Skip to content

joaorafaelm/text-classification-python

Repository files navigation

Retail products classifier

This project helps classify retail products into categories. Although in this example the categories are structured in a hierarchy, to keep it simple I considered all subcategories as top-level. The main packages used in this projects are: sklearn, nltk and dataset.

You can read the post explaining this project here.

You will need Python3+ to use this project.

Installation

1. Download

Now, you need the text-classification-python project files in your workspace:

$ git clone https://github.com/joaorafaelm/text-classification-python;
$ cd text-classification-python;

2. Virtualenv (Optional)

You should already know what is virtualenv at this stage. So, simply create it for the project:

$ virtualenv venv;
$ source venv/bin/activate;

3. Requirements

You will find the requirements.txt.

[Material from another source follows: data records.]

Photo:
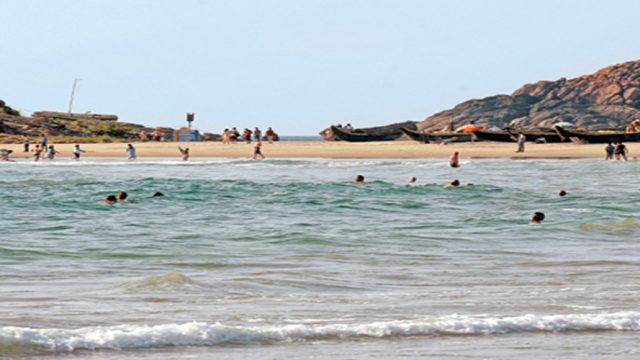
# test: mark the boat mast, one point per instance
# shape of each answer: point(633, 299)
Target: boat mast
point(73, 93)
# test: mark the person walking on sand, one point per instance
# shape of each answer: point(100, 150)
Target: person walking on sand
point(621, 151)
point(131, 152)
point(609, 149)
point(257, 150)
point(521, 141)
point(184, 152)
point(4, 154)
point(37, 152)
point(51, 154)
point(454, 159)
point(77, 151)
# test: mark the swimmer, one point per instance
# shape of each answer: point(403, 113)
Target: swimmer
point(537, 218)
point(454, 183)
point(111, 199)
point(122, 196)
point(184, 152)
point(454, 160)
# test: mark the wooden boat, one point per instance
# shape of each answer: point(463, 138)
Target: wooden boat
point(512, 135)
point(380, 133)
point(436, 137)
point(597, 137)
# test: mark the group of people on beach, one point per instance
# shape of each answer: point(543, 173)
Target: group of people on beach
point(617, 149)
point(233, 135)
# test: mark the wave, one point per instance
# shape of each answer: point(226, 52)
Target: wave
point(205, 334)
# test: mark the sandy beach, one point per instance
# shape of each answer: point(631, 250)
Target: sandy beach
point(322, 149)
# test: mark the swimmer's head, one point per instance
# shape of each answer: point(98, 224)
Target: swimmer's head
point(537, 218)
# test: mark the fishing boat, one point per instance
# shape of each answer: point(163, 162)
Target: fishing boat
point(379, 133)
point(436, 137)
point(512, 135)
point(597, 137)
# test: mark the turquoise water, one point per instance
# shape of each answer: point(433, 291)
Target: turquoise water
point(288, 259)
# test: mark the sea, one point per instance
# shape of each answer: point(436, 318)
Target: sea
point(288, 259)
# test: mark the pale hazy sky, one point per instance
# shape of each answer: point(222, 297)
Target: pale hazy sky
point(297, 65)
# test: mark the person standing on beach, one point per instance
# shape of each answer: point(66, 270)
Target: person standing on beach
point(609, 149)
point(184, 152)
point(76, 152)
point(4, 154)
point(521, 141)
point(454, 159)
point(257, 150)
point(51, 154)
point(621, 151)
point(270, 135)
point(43, 142)
point(131, 152)
point(37, 151)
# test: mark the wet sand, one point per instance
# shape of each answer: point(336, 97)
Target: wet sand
point(322, 149)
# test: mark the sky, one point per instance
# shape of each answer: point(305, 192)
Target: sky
point(297, 65)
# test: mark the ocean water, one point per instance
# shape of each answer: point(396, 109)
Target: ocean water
point(286, 259)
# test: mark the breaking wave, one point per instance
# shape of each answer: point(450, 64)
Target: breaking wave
point(206, 334)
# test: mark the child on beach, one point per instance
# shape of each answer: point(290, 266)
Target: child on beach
point(184, 152)
point(257, 150)
point(131, 152)
point(37, 151)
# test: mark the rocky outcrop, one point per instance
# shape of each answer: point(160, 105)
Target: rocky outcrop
point(609, 98)
point(65, 127)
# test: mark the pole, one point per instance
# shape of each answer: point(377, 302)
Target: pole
point(73, 93)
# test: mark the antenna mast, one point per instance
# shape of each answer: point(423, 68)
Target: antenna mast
point(73, 93)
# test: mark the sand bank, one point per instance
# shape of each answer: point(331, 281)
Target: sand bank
point(321, 149)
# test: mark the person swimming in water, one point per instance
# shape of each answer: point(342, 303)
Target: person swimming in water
point(537, 218)
point(184, 152)
point(111, 199)
point(453, 183)
point(454, 159)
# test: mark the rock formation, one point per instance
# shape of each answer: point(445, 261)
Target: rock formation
point(610, 98)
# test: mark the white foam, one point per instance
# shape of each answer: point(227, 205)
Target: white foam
point(205, 334)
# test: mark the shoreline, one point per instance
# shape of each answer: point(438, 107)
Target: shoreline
point(336, 150)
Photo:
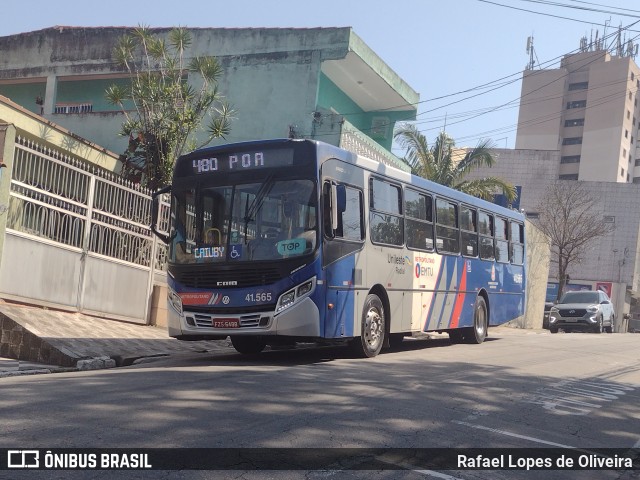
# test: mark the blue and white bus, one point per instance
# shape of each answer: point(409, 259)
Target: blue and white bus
point(283, 241)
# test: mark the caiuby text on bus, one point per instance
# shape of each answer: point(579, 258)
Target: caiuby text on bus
point(284, 241)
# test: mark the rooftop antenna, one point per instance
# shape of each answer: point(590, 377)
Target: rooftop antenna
point(531, 53)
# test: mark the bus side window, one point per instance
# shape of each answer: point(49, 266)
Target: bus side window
point(447, 233)
point(486, 229)
point(386, 224)
point(350, 224)
point(419, 220)
point(516, 253)
point(469, 231)
point(502, 240)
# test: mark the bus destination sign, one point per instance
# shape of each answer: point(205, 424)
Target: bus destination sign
point(231, 162)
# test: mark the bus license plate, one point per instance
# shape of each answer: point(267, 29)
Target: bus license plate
point(226, 323)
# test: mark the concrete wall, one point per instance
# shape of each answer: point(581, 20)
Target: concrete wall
point(538, 257)
point(271, 76)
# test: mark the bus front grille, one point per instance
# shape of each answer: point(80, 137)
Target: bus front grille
point(238, 277)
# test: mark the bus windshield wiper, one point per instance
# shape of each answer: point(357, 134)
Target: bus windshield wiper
point(250, 210)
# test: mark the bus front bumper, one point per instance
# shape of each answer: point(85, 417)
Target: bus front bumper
point(299, 320)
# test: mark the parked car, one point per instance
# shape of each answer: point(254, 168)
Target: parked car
point(585, 310)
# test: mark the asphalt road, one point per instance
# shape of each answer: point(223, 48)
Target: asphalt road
point(519, 390)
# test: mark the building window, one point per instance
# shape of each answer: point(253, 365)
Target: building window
point(570, 159)
point(576, 104)
point(578, 86)
point(568, 176)
point(578, 122)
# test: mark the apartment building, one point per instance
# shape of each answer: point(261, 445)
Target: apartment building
point(588, 110)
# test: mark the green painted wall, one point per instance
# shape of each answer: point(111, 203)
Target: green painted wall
point(377, 125)
point(24, 94)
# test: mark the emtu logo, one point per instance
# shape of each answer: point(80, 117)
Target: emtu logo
point(23, 459)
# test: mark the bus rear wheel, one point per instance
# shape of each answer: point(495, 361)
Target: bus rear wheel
point(372, 329)
point(478, 332)
point(248, 345)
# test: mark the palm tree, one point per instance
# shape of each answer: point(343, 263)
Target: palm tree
point(439, 164)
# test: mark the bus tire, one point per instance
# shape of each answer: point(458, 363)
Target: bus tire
point(372, 328)
point(478, 332)
point(248, 345)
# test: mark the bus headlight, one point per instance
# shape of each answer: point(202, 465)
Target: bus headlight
point(293, 296)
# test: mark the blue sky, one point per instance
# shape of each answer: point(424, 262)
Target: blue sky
point(440, 48)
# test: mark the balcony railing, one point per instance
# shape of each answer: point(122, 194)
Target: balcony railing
point(67, 108)
point(357, 142)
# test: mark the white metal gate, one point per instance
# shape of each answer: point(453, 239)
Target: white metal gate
point(78, 238)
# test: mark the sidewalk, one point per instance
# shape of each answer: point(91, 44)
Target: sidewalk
point(48, 341)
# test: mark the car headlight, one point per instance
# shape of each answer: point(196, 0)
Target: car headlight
point(296, 294)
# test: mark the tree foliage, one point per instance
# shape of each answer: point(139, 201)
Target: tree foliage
point(163, 109)
point(439, 163)
point(571, 218)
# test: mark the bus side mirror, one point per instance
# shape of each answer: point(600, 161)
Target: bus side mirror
point(338, 203)
point(155, 208)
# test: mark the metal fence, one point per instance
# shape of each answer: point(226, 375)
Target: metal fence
point(91, 224)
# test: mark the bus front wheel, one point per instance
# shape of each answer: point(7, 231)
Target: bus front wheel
point(248, 345)
point(478, 332)
point(371, 338)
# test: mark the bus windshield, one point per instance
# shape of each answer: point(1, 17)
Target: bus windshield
point(268, 220)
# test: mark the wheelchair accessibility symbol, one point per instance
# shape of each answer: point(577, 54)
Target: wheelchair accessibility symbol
point(236, 252)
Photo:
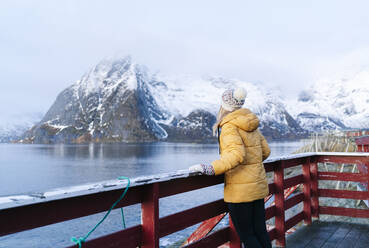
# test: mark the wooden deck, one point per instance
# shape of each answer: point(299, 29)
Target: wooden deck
point(329, 235)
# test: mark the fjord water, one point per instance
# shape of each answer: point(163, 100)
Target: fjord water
point(38, 168)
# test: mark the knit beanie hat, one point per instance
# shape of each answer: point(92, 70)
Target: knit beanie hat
point(233, 99)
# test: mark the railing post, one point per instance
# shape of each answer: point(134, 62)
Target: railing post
point(150, 216)
point(280, 204)
point(235, 241)
point(306, 191)
point(314, 188)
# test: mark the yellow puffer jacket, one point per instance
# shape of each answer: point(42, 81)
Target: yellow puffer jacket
point(243, 149)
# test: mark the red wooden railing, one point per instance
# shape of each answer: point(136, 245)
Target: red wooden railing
point(29, 215)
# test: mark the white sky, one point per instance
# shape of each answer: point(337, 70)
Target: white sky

To install them, simply type:

$ pip install -r requirements.txt

Running the scraper

To run the scraper you will need a csv of ASINS (amazons product identifier). Just search the webz for it. And then run:

python amazon_scrape.py

All data will be saved into sqlite (file database.db), table products.

Dump the database

datafreeze .datafreeze.yaml

This will create a json file under the directory dumps/.

Data preparation

python data_prep.py

The script will create a new file called products.json at the root of the project, and print out the category tree structure. Change the value of the variables default_depth, min_samples and domain if you need more data.

Classify and get prediction results.

python classify.py

It will print out the accuracy of each category, along with the confusion matrix.